Friday, November 23, 2018

Review of "King Kong"

There are three questions people have asked me about the new Broadway musical, King Kong:

1.    Is Kong the 8th Wonder of the World?
2.    Is the musical good theater?
3.    Is the show worth seeing?

Answer #1 – The 20-foot puppet and animatronic marvel is spectacular.  The producers of the show, Global Creatures, are behind the impressive arena extravaganzas Walking with Dinosaurs so their knowledge and expertise in crafting larger than life beasts is striking.  King Kong does not disappoint.  It’s muscled bulk, massive dimensions, unlikely agility, and animatronic facial features are a sight to behold.  His reactions and the range of emotions are uncanny.

Answer #2 – As theater, King Kong is unexceptional.  There is a lot of razzle dazzle and very thrilling effects, most notably in the projections and sound, lighting and scenic designs.  But unless the simian star is onstage, the show drags, the choreography baffles and the score is inconsequential.

Answer #3 – While on Skull Island the movie producer Carl Denham realizes audiences will pay big bucks to see Kong in captivity.  Is art reflecting reality here?  As I’ve stated, as a work of musical theater King Kong is undistinguished.  However, unless the producers figure out a way to tour the show, audiences will never experience the amazing magnitude and astounding wizardry of such a creation without seeing the Broadway production.  For that reason alone, the musical is worth the money.

The stage production closely follows the plot of the iconic movie with the destitute actress Ann Darrow being discovered by Carl Denham in a two-bit New York City diner and then whisked off to the mysterious Skull Island aboard a chartered freighter. There, while filming a jungle-themed movie the awe-inspiring ape appears, grabs the unsuspecting heroine, and disappears into the wild.  A rescue ensues, Kong is subdued, brought back to NYC, and just before he is put on display at a theater-near-you, breaks free.  He ravages the city, retakes Ann Darrow, climbs the Empire State Building and, well, you know the rest.

As a musical, King Kong struggles.  Certain elements of the production work but, overall, it is disappointing.  The show would have been much more successful as a straight play with symphonic accompaniment to ratchet up the suspense and emotion of the work.

The book by Jack Thorne, who won the Tony Award last year for writing Harry Potter and the Cursed Child, is matter-of-fact.  It focuses on the rapport of the Ann Darrow character with Kong as well as her relationship with Carl Denham.  The story is streamlined.  Ms. Darrow’s movie love interest – Jack Driscoll – has been excised as have the island natives.  Thorne has also reimagined Ms. Darrow as an independent, feisty survivor that is more than capable of taking care of herself.  The playwright has also made sure to keep in the notable scenes from the film, including Kong and the heroine atop Skull mountain and the Empire State Building.

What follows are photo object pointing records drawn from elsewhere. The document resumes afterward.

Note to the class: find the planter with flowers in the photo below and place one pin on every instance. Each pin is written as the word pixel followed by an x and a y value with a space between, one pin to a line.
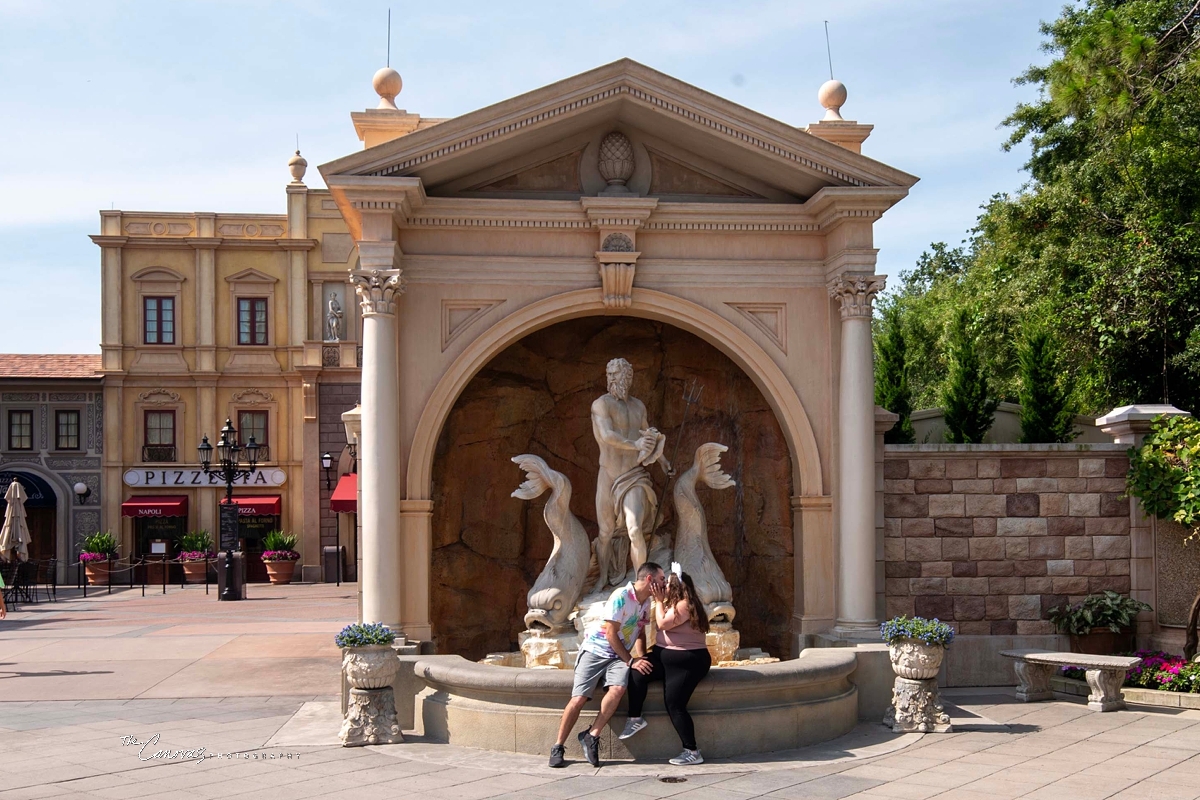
pixel 280 555
pixel 95 553
pixel 916 647
pixel 195 553
pixel 370 665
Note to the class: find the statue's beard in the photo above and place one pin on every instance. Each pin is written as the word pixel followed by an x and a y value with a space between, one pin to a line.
pixel 618 386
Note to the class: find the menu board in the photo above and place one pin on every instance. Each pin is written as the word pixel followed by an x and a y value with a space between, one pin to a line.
pixel 228 527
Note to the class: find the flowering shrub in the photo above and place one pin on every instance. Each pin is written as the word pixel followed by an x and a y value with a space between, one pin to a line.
pixel 917 627
pixel 360 635
pixel 279 546
pixel 1158 669
pixel 97 547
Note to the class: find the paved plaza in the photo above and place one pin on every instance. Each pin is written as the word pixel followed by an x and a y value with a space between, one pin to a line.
pixel 88 681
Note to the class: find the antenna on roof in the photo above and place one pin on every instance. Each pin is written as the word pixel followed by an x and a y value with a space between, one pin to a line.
pixel 828 50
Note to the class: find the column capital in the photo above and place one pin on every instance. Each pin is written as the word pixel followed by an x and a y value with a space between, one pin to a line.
pixel 377 290
pixel 856 293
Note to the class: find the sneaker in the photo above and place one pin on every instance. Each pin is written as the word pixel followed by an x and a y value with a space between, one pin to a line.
pixel 688 758
pixel 591 747
pixel 633 726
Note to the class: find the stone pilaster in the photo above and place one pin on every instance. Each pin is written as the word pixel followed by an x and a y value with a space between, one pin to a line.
pixel 856 455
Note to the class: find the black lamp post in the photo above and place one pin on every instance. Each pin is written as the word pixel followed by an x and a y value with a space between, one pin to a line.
pixel 327 463
pixel 229 469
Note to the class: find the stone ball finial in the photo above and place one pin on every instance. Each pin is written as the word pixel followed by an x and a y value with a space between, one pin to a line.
pixel 388 84
pixel 832 96
pixel 297 166
pixel 616 160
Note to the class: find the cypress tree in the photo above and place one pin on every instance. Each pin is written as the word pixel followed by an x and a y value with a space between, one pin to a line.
pixel 892 377
pixel 966 403
pixel 1047 415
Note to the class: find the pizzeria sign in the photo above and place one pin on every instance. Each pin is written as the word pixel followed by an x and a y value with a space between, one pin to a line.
pixel 197 477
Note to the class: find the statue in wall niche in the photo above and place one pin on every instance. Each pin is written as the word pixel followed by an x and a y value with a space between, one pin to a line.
pixel 691 548
pixel 334 319
pixel 627 501
pixel 558 588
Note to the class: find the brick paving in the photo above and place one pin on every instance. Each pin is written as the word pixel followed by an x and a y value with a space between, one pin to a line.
pixel 73 747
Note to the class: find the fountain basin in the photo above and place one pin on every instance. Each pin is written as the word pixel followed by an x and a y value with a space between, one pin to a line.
pixel 737 710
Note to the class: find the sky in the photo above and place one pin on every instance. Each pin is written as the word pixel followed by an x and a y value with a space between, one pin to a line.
pixel 189 106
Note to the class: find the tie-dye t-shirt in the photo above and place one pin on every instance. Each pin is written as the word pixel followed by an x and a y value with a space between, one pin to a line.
pixel 630 617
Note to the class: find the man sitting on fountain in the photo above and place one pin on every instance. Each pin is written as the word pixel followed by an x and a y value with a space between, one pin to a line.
pixel 610 648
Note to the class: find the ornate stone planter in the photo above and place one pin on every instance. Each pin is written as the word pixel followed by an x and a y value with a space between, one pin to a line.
pixel 916 705
pixel 371 714
pixel 97 572
pixel 916 660
pixel 193 571
pixel 280 572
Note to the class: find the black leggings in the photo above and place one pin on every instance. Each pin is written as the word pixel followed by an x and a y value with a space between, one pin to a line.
pixel 681 672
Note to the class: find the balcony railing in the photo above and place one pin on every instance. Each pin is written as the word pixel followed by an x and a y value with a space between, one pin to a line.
pixel 159 453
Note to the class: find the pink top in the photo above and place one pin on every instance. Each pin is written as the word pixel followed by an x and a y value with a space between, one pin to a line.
pixel 676 631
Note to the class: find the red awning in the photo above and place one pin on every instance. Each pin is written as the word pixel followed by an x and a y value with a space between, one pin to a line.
pixel 168 505
pixel 268 506
pixel 346 494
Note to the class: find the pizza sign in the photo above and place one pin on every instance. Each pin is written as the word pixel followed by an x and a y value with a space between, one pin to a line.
pixel 197 477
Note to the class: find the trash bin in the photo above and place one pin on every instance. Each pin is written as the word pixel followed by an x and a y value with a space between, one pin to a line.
pixel 239 575
pixel 330 558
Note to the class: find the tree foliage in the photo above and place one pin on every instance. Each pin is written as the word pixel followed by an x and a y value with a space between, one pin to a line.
pixel 892 377
pixel 1103 244
pixel 967 404
pixel 1047 414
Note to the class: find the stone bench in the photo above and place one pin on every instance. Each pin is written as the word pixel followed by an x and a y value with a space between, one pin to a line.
pixel 1105 675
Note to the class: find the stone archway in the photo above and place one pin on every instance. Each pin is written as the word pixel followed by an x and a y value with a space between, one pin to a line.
pixel 533 396
pixel 708 325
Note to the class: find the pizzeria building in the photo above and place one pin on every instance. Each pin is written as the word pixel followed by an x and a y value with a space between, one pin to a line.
pixel 215 320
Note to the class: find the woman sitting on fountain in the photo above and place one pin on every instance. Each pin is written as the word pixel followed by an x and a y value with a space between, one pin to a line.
pixel 679 659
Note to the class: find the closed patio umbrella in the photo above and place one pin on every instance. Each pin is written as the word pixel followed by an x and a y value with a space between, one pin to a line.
pixel 15 534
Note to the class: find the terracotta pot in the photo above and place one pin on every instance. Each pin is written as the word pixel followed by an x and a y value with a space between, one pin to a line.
pixel 97 572
pixel 193 571
pixel 373 666
pixel 1103 642
pixel 916 660
pixel 280 572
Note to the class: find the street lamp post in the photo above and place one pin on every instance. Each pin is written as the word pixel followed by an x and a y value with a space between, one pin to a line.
pixel 229 469
pixel 327 463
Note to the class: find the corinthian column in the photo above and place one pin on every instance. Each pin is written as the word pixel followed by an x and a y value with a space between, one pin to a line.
pixel 378 286
pixel 856 455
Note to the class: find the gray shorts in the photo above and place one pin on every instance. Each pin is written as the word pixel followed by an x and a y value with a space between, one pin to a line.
pixel 589 668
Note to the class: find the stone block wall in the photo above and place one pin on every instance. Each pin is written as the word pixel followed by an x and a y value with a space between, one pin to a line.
pixel 993 536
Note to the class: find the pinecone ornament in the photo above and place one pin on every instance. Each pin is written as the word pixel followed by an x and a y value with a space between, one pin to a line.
pixel 616 158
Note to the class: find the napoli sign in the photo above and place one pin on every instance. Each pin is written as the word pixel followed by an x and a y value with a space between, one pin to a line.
pixel 185 477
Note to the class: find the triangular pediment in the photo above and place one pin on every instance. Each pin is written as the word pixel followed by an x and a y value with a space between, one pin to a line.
pixel 703 145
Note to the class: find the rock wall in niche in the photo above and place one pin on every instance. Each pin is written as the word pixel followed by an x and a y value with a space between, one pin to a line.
pixel 535 397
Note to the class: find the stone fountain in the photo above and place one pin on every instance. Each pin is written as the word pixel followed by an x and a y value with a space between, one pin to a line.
pixel 755 704
pixel 628 515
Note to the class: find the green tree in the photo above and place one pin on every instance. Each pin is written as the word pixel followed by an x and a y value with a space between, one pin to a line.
pixel 1047 414
pixel 892 376
pixel 967 403
pixel 1102 245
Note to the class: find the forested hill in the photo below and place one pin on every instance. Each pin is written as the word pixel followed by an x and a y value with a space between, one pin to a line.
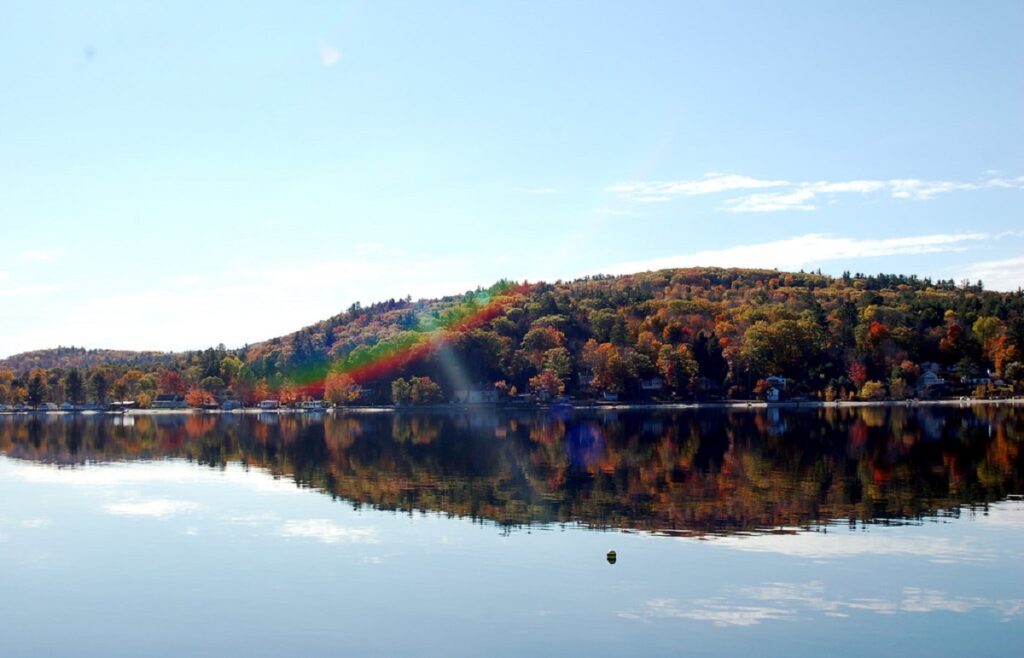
pixel 681 334
pixel 67 357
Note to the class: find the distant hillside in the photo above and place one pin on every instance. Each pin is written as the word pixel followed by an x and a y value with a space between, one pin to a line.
pixel 67 357
pixel 677 334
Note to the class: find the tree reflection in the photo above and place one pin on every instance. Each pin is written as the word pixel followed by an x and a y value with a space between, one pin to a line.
pixel 693 472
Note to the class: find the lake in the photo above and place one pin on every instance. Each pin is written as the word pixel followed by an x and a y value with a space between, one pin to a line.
pixel 884 531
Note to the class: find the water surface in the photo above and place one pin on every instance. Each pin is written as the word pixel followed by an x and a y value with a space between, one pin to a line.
pixel 875 531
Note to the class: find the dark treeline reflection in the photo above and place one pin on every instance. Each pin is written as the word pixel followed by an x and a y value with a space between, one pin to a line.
pixel 692 472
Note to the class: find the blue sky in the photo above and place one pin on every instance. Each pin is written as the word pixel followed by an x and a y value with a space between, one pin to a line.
pixel 174 175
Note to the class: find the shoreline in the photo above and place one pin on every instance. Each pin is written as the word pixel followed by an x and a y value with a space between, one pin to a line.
pixel 626 406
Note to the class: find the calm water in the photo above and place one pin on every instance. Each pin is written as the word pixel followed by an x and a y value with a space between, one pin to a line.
pixel 805 532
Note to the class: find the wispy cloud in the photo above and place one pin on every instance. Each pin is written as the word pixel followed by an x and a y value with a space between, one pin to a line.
pixel 27 290
pixel 617 212
pixel 39 255
pixel 712 183
pixel 802 251
pixel 328 53
pixel 1006 274
pixel 772 202
pixel 787 195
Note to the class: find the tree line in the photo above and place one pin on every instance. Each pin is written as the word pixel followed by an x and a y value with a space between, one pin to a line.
pixel 679 334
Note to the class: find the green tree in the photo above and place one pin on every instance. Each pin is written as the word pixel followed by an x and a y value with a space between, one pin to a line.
pixel 99 387
pixel 75 386
pixel 37 389
pixel 423 390
pixel 400 392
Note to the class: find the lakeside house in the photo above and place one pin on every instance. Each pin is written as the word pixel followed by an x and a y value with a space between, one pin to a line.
pixel 652 384
pixel 169 401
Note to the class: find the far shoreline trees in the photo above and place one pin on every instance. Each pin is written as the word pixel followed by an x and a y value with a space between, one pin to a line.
pixel 672 335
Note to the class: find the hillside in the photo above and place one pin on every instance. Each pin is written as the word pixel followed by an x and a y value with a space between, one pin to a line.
pixel 68 357
pixel 681 334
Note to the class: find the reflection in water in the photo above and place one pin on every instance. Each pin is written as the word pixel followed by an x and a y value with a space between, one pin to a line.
pixel 688 473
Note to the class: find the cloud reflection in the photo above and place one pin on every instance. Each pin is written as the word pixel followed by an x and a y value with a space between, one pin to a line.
pixel 784 601
pixel 328 531
pixel 159 509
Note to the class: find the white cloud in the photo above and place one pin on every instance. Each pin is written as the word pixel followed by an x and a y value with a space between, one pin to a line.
pixel 36 523
pixel 617 212
pixel 1007 274
pixel 802 251
pixel 797 195
pixel 328 53
pixel 27 290
pixel 712 183
pixel 925 189
pixel 247 302
pixel 39 256
pixel 328 531
pixel 159 509
pixel 772 202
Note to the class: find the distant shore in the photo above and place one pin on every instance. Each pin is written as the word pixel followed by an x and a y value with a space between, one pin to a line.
pixel 602 406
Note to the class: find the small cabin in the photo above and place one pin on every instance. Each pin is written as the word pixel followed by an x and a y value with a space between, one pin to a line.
pixel 169 401
pixel 652 384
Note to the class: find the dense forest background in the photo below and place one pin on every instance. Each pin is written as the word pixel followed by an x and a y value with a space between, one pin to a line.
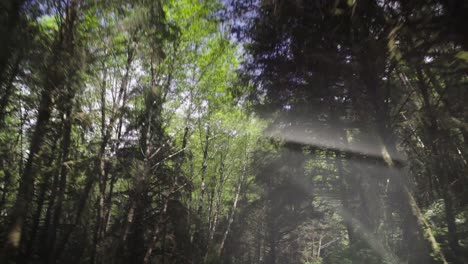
pixel 246 131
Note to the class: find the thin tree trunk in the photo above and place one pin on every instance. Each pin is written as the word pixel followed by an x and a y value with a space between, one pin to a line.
pixel 234 206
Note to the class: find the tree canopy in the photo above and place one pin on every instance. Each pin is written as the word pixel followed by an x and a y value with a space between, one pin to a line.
pixel 268 131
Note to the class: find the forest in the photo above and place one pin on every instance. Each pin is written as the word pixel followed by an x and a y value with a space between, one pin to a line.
pixel 234 131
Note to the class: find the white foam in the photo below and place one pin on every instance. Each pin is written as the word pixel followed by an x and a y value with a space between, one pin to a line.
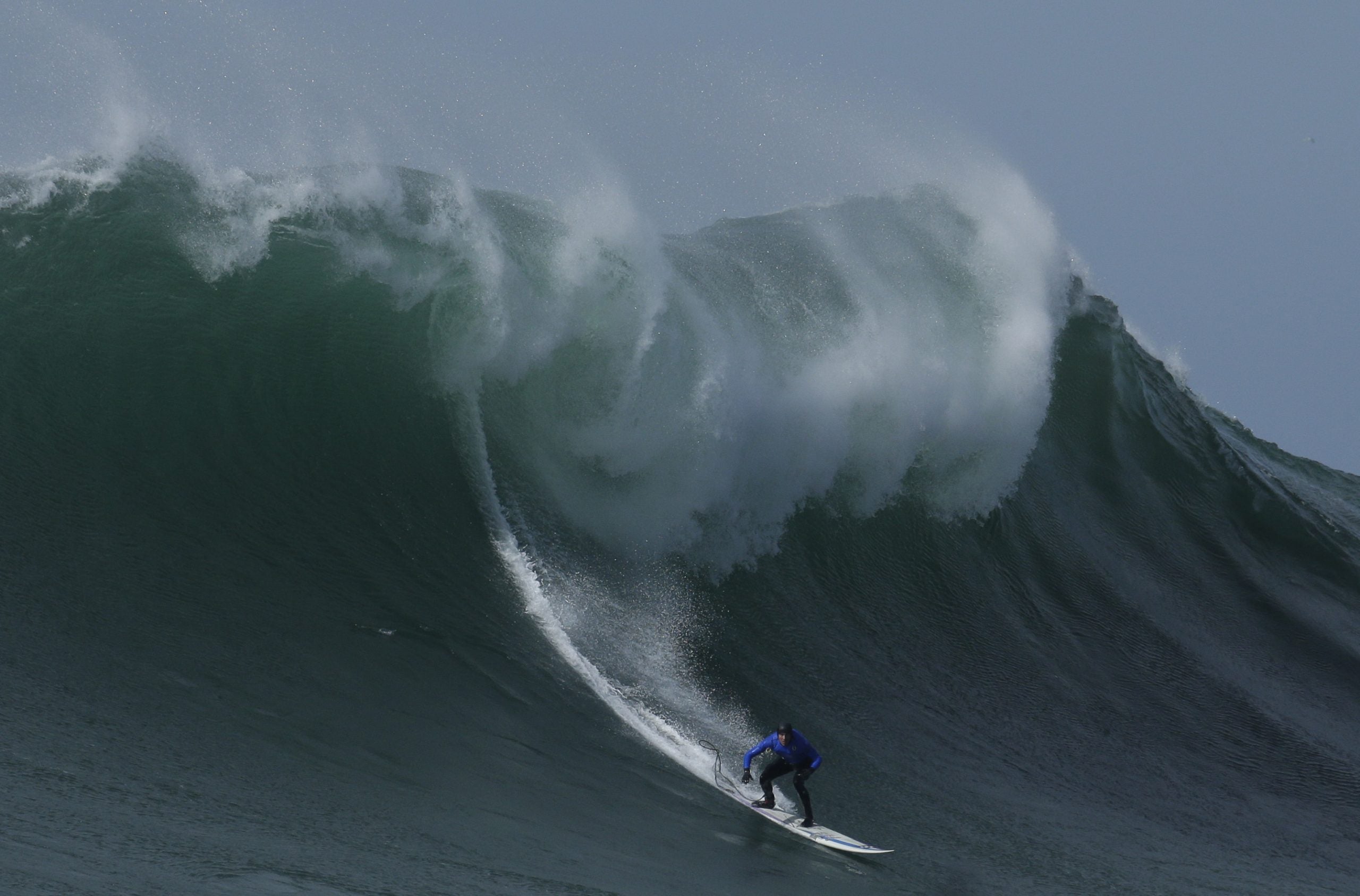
pixel 666 411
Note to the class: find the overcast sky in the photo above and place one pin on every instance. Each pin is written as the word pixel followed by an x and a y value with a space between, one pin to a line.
pixel 1203 158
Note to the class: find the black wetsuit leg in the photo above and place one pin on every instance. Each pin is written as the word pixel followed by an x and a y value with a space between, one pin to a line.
pixel 800 777
pixel 783 767
pixel 771 771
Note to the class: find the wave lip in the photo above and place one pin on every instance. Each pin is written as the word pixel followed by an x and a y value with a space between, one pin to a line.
pixel 690 400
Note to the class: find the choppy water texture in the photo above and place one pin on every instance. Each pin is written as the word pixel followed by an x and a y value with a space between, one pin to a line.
pixel 362 532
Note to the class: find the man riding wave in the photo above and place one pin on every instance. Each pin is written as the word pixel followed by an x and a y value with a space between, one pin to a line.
pixel 793 754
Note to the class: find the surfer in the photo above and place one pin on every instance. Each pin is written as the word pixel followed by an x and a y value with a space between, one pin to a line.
pixel 793 754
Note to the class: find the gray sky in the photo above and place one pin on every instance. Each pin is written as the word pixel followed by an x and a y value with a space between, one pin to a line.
pixel 1203 158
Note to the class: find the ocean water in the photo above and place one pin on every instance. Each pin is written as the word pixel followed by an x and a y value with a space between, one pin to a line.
pixel 365 532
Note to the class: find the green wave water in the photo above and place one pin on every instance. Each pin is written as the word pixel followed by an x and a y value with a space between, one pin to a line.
pixel 363 532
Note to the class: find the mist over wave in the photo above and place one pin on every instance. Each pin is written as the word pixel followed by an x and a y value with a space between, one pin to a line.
pixel 360 508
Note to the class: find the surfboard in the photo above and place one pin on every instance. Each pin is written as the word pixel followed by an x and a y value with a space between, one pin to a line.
pixel 818 834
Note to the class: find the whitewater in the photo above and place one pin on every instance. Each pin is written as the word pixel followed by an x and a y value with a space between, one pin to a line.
pixel 368 531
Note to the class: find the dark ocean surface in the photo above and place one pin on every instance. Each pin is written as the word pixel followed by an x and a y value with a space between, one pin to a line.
pixel 366 533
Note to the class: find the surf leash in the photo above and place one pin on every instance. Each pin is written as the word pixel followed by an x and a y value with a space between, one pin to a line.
pixel 717 767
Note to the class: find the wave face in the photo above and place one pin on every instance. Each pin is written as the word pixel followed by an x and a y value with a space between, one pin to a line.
pixel 365 532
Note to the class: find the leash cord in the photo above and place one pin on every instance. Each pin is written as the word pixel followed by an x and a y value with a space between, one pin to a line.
pixel 717 767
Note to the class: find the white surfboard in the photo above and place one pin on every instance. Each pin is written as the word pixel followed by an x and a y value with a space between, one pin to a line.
pixel 818 834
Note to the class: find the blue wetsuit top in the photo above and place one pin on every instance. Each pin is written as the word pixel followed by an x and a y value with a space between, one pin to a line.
pixel 796 754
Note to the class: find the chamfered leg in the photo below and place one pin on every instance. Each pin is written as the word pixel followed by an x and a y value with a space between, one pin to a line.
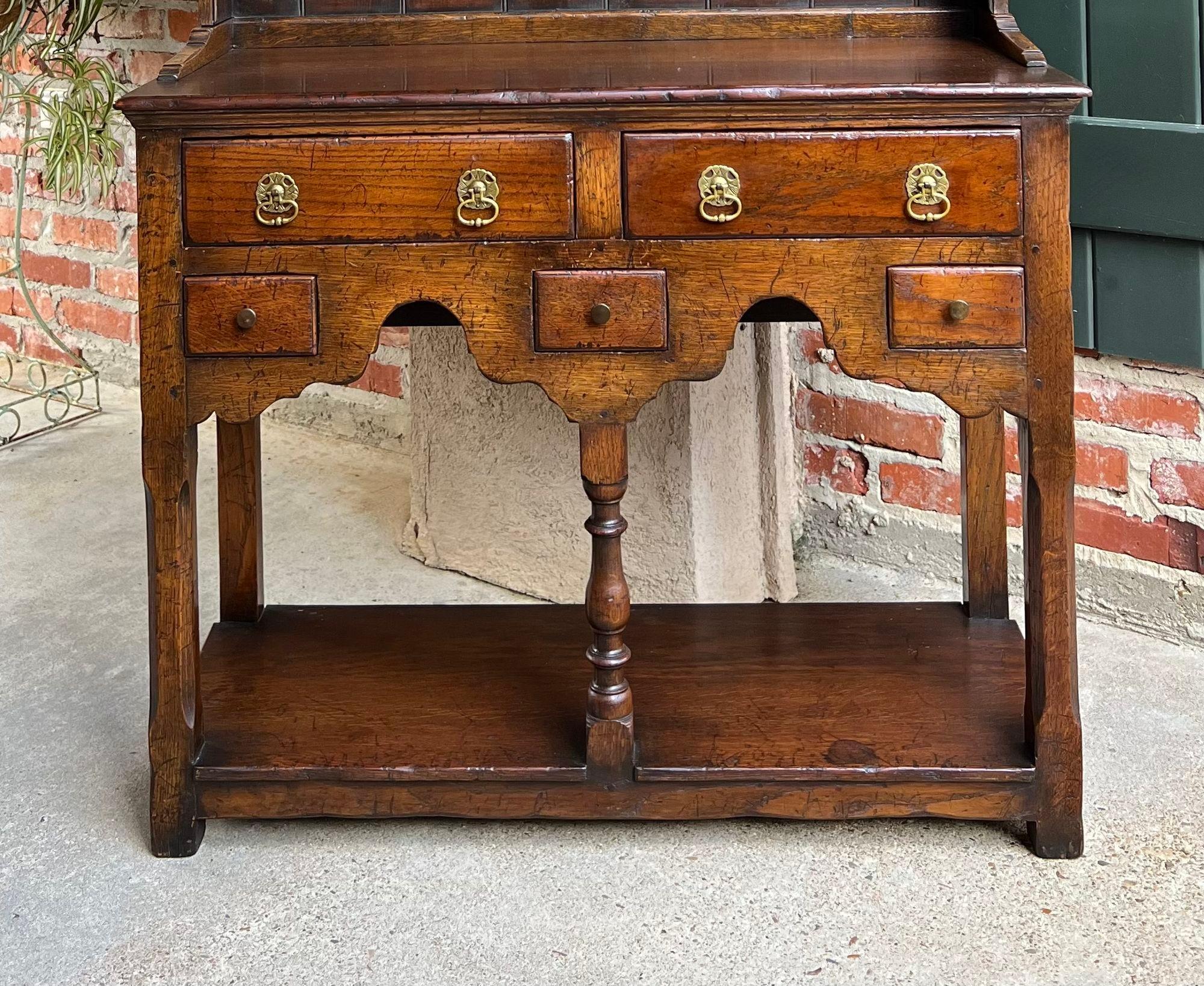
pixel 1048 454
pixel 984 517
pixel 169 470
pixel 240 521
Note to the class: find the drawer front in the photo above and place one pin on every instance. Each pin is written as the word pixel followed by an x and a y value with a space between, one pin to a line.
pixel 274 316
pixel 377 190
pixel 824 184
pixel 957 308
pixel 605 311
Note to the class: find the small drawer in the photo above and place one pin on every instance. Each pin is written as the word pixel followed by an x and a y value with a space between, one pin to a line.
pixel 380 190
pixel 605 311
pixel 246 316
pixel 824 184
pixel 957 308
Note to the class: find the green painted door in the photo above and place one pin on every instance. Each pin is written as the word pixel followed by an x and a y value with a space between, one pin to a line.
pixel 1137 170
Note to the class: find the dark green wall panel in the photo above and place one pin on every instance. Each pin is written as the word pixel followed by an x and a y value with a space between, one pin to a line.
pixel 1146 60
pixel 1084 290
pixel 1060 29
pixel 1149 299
pixel 1135 176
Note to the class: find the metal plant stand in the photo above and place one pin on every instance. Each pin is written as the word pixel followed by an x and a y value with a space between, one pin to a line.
pixel 38 397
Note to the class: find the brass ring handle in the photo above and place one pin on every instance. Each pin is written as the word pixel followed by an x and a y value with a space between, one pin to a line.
pixel 477 192
pixel 290 214
pixel 276 199
pixel 928 187
pixel 929 216
pixel 480 221
pixel 721 188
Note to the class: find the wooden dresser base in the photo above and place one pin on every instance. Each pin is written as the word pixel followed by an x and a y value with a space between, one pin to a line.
pixel 598 199
pixel 800 711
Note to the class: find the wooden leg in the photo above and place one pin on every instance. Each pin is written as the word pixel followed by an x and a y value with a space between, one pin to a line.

The score by Marius de Vries is noteworthy only because of how unremarkable the songs are.  They help with exposition and teasing out Ann Darrow’s feelings and sentiments towards Kong, but convey little else.

The King Kong crafted for the musical is breathtaking.  Audiences will be astonished by the creature towering over them.  There are ten stage hands, clad in black hoodies, that maneuver and manipulate Kong.  Noticeable at first, very quickly they blend into the background and, eventually, become hardly noticeable.  They are augmented by three staff in a booth that control Kong’s animatronics and provide his magnificent roars.

The human cast is pleasing, but only Christiani Pitts as Ann Darrow shows any depth to their role.  She demonstrates self-reliance and a spirited persona that adds a spark to the production.  Eric William Morris’ Carl Denham explodes with exuberance and hucksterism, which belies a calculating and contemptible manner.  Erik Lochtefeld’s Lumpy, an invented character for the musical serves, somewhat, as the moral compass for the showman.  Appearing intermittently, his fatigued, world-weary character provides sage and fatherly advice.

The real stars of the musical are the creative crew that have dreamed up and put on stage other-worldly and captivating effects.  A standing ovation for Sonny Tilders for designing Kong, truly a remarkable feat.  Kudos to Peter England for the stunning scenic and projection designs, Peter Mumford (lighting), and Peter Hylenski (sound).  Their dazzling artistry simulates movement of the beast and produces visual trickery that enthralls and bedazzles including a rocky sea voyage and a hightail charge through the jungle.

Director/Choreographer Drew McOnie is at his best when blending the action sequences and projections.  He handles the more intimate scenes between the ape and Ms. Darrow with coolness and aplomb.  It is a very busy stage, populated by a large cast consisting, primarily, of ensemble members.  Sometimes it seems it is a challenge to keep them all occupied.  His choreography is at times puzzling and more distracts than adds to the production.

King Kong, a colossal and imposing presence at the Broadway Theatre.